I'm doing an ETL-process with Pentaho (Spoon / Kettle) where I'd like to read XML-file and store element values to db.
This works just fine with "Get data from XML" -component...but the XML file is quite big, several giga bytes, and there fore reading the file takes too long.
Pentaho Wiki says:
The existing Get Data from XML step is easier to use but uses DOM
parsers that need in memory processing and even the purging of parts
of the file is not sufficient when these parts are very big.
The XML Input Stream (StAX) step uses a completely different approach
to solve use cases with very big and complex data stuctures and the
need for very fast data loads...
There fore I'm now trying to do the same with StAX, but it just doesn't seem to work out like planned. I'm testing this with XML-file which only has one element group. The file is read and then mapped/inserted to table...but now I get multiple rows to table where all the values are "undefined" and some rows where I have the right values.

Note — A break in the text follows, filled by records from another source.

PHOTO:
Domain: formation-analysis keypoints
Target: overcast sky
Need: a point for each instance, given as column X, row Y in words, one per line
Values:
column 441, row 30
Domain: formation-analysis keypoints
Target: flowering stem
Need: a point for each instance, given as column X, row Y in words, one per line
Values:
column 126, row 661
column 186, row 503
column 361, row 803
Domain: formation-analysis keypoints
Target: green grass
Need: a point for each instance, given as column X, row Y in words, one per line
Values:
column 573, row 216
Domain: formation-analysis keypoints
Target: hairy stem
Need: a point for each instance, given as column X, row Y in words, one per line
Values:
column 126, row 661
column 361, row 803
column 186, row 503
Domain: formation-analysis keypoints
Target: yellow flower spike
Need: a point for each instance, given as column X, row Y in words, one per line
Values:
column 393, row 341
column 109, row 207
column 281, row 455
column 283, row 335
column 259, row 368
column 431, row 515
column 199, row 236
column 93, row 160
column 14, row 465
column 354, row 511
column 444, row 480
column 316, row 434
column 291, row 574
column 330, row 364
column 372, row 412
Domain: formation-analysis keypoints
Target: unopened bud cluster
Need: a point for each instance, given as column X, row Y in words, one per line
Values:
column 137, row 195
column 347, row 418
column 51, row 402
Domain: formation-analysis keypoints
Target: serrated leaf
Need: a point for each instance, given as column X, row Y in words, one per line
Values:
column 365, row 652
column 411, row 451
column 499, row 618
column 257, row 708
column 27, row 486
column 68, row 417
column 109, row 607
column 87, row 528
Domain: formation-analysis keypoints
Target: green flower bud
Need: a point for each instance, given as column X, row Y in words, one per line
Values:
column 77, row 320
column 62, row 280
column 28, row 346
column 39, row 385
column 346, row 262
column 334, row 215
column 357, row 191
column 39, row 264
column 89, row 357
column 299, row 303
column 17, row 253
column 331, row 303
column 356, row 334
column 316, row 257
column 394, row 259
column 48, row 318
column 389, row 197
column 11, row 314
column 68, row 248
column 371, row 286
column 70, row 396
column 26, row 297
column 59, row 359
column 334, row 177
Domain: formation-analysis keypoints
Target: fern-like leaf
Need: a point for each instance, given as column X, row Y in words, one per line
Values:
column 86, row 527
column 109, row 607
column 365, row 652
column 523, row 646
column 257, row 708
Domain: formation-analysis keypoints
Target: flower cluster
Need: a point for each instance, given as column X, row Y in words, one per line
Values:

In total I have 92 rows in the table, even though it should only have one row.
Flow goes like:
1) read with StAX
2) Modified Java Script Value
3) Output to DB
At step 2) I'm doing as follow:
var id;
if ( xml_data_type_description.equals("CHARACTERS") &&
xml_path.equals("/labels/label/id") ) {
id = xml_data_value; }
...
I'm using positional-staz.zip from http://forums.pentaho.com/showthread.php?83480-XPath-in-Get-data-from-XML-tool&p=261230#post261230 as an example.
How to use StAX for reading XML-file and storing the element values to DB?
I've been trying to look for examples but haven't found much. The above example uses "Filter Rows" -component before inserting the rows. I don't quite understand why it's being used, can't I just map the values I need? It might be that this problem occurs because I don't use, or know how to use, Filter Rows -component.
Cheers!
I posted a possible StAX-based solution on the forum listed above, but I'll post the gist of it here since it is awaiting moderator approval.
Using the StAX parser, you can select just those elements that you care about, namely those with a data type of CHARACTERS. For the forum example, you basically need to denormalize the rows in sets of 4 (EXPR, EXCH, DATE, ASK). To do this you add the row number to the stream (using an Add Sequence step) then use a Calculator to determine a "bucket number" = INT((rownum-1)/4). This will give you a grouping field for a Row Denormaliser step.
When the post is approved, you'll see a link to a transformation that uses StAX and the method I describe above.
Is this what you're looking for? If not please let me know where I misunderstood and maybe I can help.